Warde, whose father Tom earned NCAA Player of the Year honors for leading the 1989 UCI men’s team to a national championship, needs four goals to become the fourth women’s player in school history to reach that plateau.

UCI finished sixth in the NCAA Tournament last season, after which it lost five senior starters.
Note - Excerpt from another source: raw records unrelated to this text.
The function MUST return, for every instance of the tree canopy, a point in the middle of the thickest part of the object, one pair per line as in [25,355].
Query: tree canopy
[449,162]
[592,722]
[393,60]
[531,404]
UCI was fourth in 2012 and fifth in 2011 in the NCAA Tournament format that includes consolation play for third, fifth and seventh place.

The Anteaters defeated Loyola Marymount, 8-6, in 2012 for the program’s only NCAA quarterfinal win.

Still, Klatt, whose squad lost in the Big West Tournament title game at Hawaii, then became the first school to receive an NCAA at-large berth not in the Mountain Pacific Sports Federation, says just beating Cal is not the be-all, end-all at Stanford.

“I don’t think we should ever come to this tournament and not have a goal of trying to win a national championship.” Klatt said. “There’s no question it’s going to be challenging. There are eight good teams that all deserve to be here. Being a 4-5 [seeded] game, it should be a good matchup. Cal has beaten us a couple times earlier this year.

“If we’re here at the [NCAA Tournament] why not us?

Cal topped UCI, 9-4 on Feb. 1 and 10-5 on Feb. 21.

Senior goalie Jillian Yocum is another four-year starter and a three-time first-team All-Big West performer.

Mary Brooks was the Big West Freshman of the Year, while junior McKenna Mitchell, a first-team all-conference center, leads the team with 42 goals, three more than Warde and 15 more than Brooks.